Alali was supposed to board a plane headed to the U.S. on Feb. 9. But today she received a call from the International Organization for Migration, informing her that she will not be traveling after all.

"They told me that they would call me back with a new date. They postponed my travel. Others will be traveling tomorrow, but not me. They told me that they don’t know why my travel was postponed and that they will call me back soon to set a new date," she told ABC News in Arabic.

Alali's son was born in Canada and is a dual Syrian and Canadian citizen, meaning that he is not part of the refugee program like his mother. After Alali learned that she was flying tomorrow, she booked a ticket for her son on the same flight. Now, she says she doesn’t know if she should let him travel alone.
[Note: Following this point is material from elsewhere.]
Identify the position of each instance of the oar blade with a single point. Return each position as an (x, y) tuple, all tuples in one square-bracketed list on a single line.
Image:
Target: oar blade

“I begged them [to let me travel tomorrow] because I already booked a ticket for my son. I don’t know what to do now. I’m very distressed. I’m afraid that I won’t be able to travel at all. My son is very upset. He doesn’t want to leave me.”

Earlier in the day, before her travel was cancelled, Alali had a meeting with the IOM. She said she was happy but worried -- the 9th U.S. Circuit Court of Appeals still hadn’t made a decision on whether President Trump’s travel ban should be reinstated.
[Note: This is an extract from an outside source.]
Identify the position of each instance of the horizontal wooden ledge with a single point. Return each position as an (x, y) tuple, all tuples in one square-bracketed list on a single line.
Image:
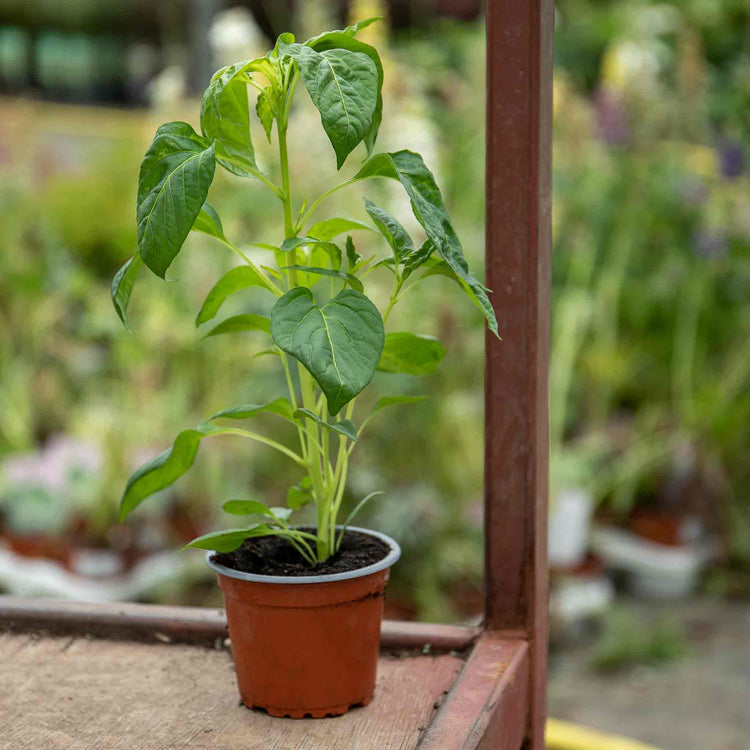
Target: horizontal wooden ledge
[(200, 625), (487, 707)]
“We have to be at the airport tomorrow at 6 am. And God willing we will depart at 10:30,” she said following the meeting.

“We are going to New York tomorrow. I’m going to buy a suitcase now and then go home. I’ve already weighed my bags so I just need to move things to the new bag and then I’ll be ready. I’m very happy, but I’m also a little afraid. The court still hasn’t made a decision. I’m scared that something I haven’t expected will happen, that the ban will come back into effect. But I’m very happy because I’m going to see my brothers that I haven’t seen for about 10 years and my dad who I haven’t seen for almost five years. My son is also happy that he might get a better life. My dad is happy because he needs me.”

Feb. 6

The decision by a federal judge to place a temporary restraining order on Trump’s ban has failed to allay Alali’s fears.

"As a single mother without any kind of support, loneliness and fear accompanies me for now, but I still trust the people and I hope things will change because justice and mercy are what makes us humans. I think this cruel decision will face refusal by the court. But the process will take a long time. Now, I'm waiting for a call from IOM [The International Organization for Migration] to set a new date for departure. They promised to do the best they could before 'The Ban' starts once again. So I'm in terror of what's next to come."